Datos rápidos
Un audaz pensador milesio que sostuvo que el aire subyace a toda la materia y explicó la naturaleza mediante la rarefacción y la condensación.
Inicios de conversación
Trayectoria vital
Nació en Mileto, un próspero puerto comercial del Egeo donde se mezclaban a diario ideas griegas, lidias y del Cercano Oriente. El comercio marítimo de la ciudad y el debate público favorecían las explicaciones naturales por encima de los relatos míticos.
De joven en Mileto, probablemente conoció el nuevo estilo de investigación iniciado por Tales, que buscaba causas en la naturaleza más que en el capricho divino. La observación de vientos, nubes y mareas alrededor del puerto ofrecía estímulos concretos para la especulación.
Se vinculó a la escuela milesia, que debatía qué “materia” subyacente explica el mundo cambiante. La vida cívica en el ágora y la presencia de viajeros convertían la argumentación, la comparación y el refinamiento de ideas en una actividad pública.
Trabajó en la estela de las propuestas de Anaximandro sobre un origen indefinido y un cosmos estructurado. Fuera como alumno o como sucesor cercano, desarrolló un principio más simple y tangible que la gente común pudiera imaginar.
Sostuvo que el aire, presente en todas partes y esencial para el aliento y la vida, es la sustancia primaria de la que surgen todas las cosas. Esta elección conectaba la explicación del cosmos con la experiencia cotidiana, anclando la filosofía en fenómenos familiares.
Propuso que cuando el aire se hace más raro se transforma en fuego, y cuando se condensa se convierte en viento, nube, agua, tierra y piedra. Con ello ofrecía un proceso físico único y continuo para explicar muchos tipos distintos de materia.

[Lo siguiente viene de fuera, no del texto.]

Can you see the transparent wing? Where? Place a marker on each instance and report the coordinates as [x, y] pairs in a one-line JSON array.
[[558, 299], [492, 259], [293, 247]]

Trazó una analogía entre la vida humana y el cosmos, afirmando que, así como el aliento mantiene unido el cuerpo, el aire envuelve y sostiene el mundo. La comparación unía la fisiología con la cosmología, rasgo característico de la filosofía natural temprana.
Ofreció explicaciones naturales del viento, las nubes, la lluvia y el granizo describiendo cómo el aire se espesa, se adelgaza y es impulsado por corrientes mayores. Estas explicaciones reducían la apelación a causas divinas y favorecían la predicción mediante la observación.
Sugirió que la Tierra es ancha y plana, sostenida por el aire como una hoja que flota sobre una corriente, destacando el equilibrio y el soporte físico. Aunque fuera incorrecto, el modelo pretendía reemplazar pilares míticos por un relato mecánico.
Describió el Sol, la Luna y las estrellas como cuerpos ígneos vinculados al aire y a sus transformaciones, en lugar de dioses. Su interés por la regularidad celeste reflejaba la cultura comercial jonia, donde la navegación exigía atención al cielo.
Cuando las fuerzas persas de Ciro el Grande tomaron el control de la región tras derrotar a Lidia, ciudades jonias como Mileto afrontaron nuevas realidades políticas. Esa convulsión probablemente agudizó el interés por principios estables y universales bajo los cambios de los asuntos humanos.
Fuentes antiguas le atribuyen la redacción de una obra breve en prosa jonia clara, que hacía accesible la teoría más allá de poetas y sacerdotes. Aunque el texto se perdió, autores posteriores conservaron fragmentos y resúmenes que sugieren un estilo nítido y didáctico.
Su explicación basada en una sola sustancia subyacente y un mecanismo de cambio influyó en los debates posteriores entre los presocráticos. Los filósofos que le siguieron podían aceptar o refutar sus tesis, pero heredaron su exigencia de explicaciones causales y físicas.
En los mercados y reuniones de Mileto, sus opiniones probablemente circularon por debate, paráfrasis y crítica más que por un canon fijo. Esta cultura oral ayudó a difundir el estilo milesio por el Egeo, incluso cuando los textos desaparecían.
Con el tiempo, autores como Aristóteles y Teofrasto lo trataron como una etapa clave en la explicación de la naturaleza mediante un principio material. Sus resúmenes preservaron el núcleo de su teoría del aire y de sus procesos transformadores para generaciones posteriores.
Murió en Mileto o en sus alrededores, dejando un enfoque que valoraba sustancias simples, procesos observables y argumentación racional. Su marco ayudó a definir el temprano giro griego desde la cosmogonía mítica hacia una filosofía natural explicativa.